Frustrated, "I'm inside" decided to build their own TV box. But, it was expensive, and it lacked the capability to play all the great video games, that are available to Mr. Softy's TV box. Furthermore, none of the traditional TV service companies wanted to work with "I'm inside".

So, the vicious monopolist "I'm inside" decided to create their own TV service, and the only box that would be available, would be theirs. What's more, the vicious monopolist "I'm inside" hired a key executive from the media division of their old buddy Mr. Softy, to be the general manager of their TV venture.

"I'm inside" told the world that they would be "revolutionizing" the TV service business, and that their wiz bang TV box was beyond cool.

Then nothing happened.

Then, the general manager that had been hired away from Mr. Softy 2 years before, well, he up and quit.

Then shortly after that, the CEO of "I'm inside" announced he was "retiring". Meanwhile the new CEO hemmed and hawed, but assured everyone that "I'm inside" had a "revolutionary" new box, with incredible technology. Interestingly, "I'm inside" had never ever created a consumer product before.

Why was the vicious monopolist willing to so embarrass themselves with all these outlandish remarks?

Well, in the past, back when the new mobile devices were making another small chip company into a giant with a market cap similar to "I'm inside", they also trumpeted their own competing mobile internet technology, they called WiMax. WiMax turned out to be a huge embarrassment, but the vicious monopolist just pretended it never happened.

Additionally, monopolists somehow think that they can control and manipulate others. "I'm inside" might be delusional enough to think they can stop other box makers from also working with the little resurgent chip maker, who recently hired a few key employees away from the fruit company.

But, Why would more box makers want to work with "I'm inside's" resurgent competitor?

First of all, the little resurgent chip maker had an excellent chip for the price, which was optimized for playing video games, and that was the main heritage of Mr. Softy's box. The other box makers knew that if their box was maybe a little cheaper, or a little better is some way, it could be successful. But, and this is key, it must be capable of playing the games that were made readily available for use on Mr. Softy's TV box.

People, after all, are audio/ visual creatures.

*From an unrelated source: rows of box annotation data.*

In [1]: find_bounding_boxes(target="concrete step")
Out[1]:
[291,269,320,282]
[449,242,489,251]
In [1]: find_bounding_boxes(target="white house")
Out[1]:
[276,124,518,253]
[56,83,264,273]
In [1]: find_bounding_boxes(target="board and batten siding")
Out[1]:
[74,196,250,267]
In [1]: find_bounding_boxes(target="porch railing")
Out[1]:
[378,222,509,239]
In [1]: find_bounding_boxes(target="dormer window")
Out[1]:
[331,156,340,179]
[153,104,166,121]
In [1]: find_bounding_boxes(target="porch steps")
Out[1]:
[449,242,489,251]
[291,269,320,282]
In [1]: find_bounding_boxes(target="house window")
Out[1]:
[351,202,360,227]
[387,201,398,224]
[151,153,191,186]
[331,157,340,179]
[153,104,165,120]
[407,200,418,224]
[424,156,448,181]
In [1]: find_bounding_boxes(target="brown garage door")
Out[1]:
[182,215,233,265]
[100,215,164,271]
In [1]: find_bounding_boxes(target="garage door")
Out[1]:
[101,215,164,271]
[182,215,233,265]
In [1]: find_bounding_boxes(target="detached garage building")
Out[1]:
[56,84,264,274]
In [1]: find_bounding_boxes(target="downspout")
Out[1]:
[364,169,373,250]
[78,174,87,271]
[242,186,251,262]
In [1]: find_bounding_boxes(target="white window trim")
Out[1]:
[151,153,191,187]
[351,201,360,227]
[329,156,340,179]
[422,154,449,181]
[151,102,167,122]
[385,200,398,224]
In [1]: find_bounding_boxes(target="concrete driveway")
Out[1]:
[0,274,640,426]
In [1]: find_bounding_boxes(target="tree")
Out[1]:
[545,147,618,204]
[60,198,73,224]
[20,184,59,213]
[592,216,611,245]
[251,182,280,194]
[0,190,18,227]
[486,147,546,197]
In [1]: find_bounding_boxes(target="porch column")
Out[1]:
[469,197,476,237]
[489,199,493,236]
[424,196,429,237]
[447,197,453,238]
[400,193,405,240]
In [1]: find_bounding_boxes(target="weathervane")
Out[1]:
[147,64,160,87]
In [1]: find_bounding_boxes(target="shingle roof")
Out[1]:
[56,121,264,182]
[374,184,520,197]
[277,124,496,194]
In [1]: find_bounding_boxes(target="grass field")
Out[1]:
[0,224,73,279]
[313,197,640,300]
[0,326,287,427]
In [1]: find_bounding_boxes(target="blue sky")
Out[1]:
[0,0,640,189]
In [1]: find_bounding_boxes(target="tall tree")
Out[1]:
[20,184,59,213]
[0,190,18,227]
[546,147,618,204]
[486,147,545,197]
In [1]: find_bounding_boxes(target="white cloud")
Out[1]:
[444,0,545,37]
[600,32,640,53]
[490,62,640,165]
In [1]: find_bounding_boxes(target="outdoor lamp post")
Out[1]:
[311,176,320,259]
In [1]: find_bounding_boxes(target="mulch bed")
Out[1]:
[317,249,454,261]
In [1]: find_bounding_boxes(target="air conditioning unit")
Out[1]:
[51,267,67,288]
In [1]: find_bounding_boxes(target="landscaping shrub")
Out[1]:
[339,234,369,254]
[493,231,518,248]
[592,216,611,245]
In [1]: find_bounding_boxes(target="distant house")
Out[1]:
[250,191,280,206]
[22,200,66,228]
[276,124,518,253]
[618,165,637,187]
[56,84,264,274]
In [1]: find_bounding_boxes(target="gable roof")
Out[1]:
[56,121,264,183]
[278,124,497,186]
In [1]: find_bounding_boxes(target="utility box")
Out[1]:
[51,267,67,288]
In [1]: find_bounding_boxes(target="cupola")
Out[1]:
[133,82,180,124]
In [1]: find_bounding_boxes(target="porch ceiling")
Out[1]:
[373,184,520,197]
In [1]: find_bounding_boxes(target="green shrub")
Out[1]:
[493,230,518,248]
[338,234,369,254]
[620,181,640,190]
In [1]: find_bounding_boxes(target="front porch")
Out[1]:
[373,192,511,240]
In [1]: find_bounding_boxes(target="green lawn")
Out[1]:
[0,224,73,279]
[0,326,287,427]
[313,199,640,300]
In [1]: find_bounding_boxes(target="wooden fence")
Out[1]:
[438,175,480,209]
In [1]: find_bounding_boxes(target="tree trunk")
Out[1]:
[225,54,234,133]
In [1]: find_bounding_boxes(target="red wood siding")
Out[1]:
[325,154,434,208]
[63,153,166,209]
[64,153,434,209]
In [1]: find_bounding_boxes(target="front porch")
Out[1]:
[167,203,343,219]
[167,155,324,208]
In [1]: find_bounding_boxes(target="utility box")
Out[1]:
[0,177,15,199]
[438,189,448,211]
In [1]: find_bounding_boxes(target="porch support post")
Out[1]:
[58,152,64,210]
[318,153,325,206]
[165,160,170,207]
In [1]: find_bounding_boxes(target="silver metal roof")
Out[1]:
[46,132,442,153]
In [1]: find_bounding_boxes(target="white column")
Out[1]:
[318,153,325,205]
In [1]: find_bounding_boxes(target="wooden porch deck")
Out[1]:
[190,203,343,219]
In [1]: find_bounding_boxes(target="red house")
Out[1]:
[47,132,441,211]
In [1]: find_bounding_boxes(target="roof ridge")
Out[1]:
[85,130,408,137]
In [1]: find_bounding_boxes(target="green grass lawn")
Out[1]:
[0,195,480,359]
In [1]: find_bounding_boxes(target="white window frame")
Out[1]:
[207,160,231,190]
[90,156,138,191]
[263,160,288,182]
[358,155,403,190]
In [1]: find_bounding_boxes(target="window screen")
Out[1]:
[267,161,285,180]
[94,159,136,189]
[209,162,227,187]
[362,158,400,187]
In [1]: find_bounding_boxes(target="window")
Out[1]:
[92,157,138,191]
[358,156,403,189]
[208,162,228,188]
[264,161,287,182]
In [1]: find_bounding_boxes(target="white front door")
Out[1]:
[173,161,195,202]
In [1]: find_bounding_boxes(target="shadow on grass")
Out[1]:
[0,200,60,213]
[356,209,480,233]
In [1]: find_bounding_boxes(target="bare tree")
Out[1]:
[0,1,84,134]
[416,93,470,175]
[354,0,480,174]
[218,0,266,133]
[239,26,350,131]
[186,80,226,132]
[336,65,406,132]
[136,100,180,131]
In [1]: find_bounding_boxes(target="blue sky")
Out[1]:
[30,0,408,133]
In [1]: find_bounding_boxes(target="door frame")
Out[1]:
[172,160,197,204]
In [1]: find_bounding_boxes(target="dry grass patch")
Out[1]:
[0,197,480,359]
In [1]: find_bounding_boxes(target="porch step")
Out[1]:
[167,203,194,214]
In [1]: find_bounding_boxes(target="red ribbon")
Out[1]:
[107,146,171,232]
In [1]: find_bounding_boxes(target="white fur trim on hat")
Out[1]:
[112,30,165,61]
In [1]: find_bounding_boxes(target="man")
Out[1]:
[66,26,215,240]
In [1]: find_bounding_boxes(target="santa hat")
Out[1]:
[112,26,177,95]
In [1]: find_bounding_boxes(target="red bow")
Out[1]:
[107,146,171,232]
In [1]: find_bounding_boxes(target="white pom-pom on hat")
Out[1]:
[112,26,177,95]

Typing on a keyboard to communicate, or for entertainment is not natural.

Watching, speaking, listening, and making gestures, are natural.

While the vicious monopolist was engaged in trying to deal with its new mobile competitors, its old resurgent competitor had been making continual advancements in what I like to call "real world" processing.

It turns out that most people want to see and interact with computers in ways that are more natural.

It turns out that most people want their computers to see, hear, and process real world information, which than can be utilized in more natural ways.

So, while the vicious monopolist had won the first battle, its resurgent competitor, just like the fruit company, had positioned itself better to compete in the next era of computing, and possibly win the actual war.

Conclusion and morals to the story

A vicious monopolist can easily become separated from reality, and then become incapable of seeing what is of the utmost importance.

A monopolist can become so used to dominating others, that they may try to create things that are not in demand.

Their hubris may keep them from understanding simple situations, which even a child could comprehend.

Finally, the left for dead, such as the fruit company, and the resurgent chip competitor, are often better bets for the next round, than a monopolist who is filled with hubris.

Disclosure: I am long AMD. I wrote this article myself, and it expresses my own opinions. I am not receiving compensation for it (other than from Seeking Alpha). I have no business relationship with any company whose stock is mentioned in this article.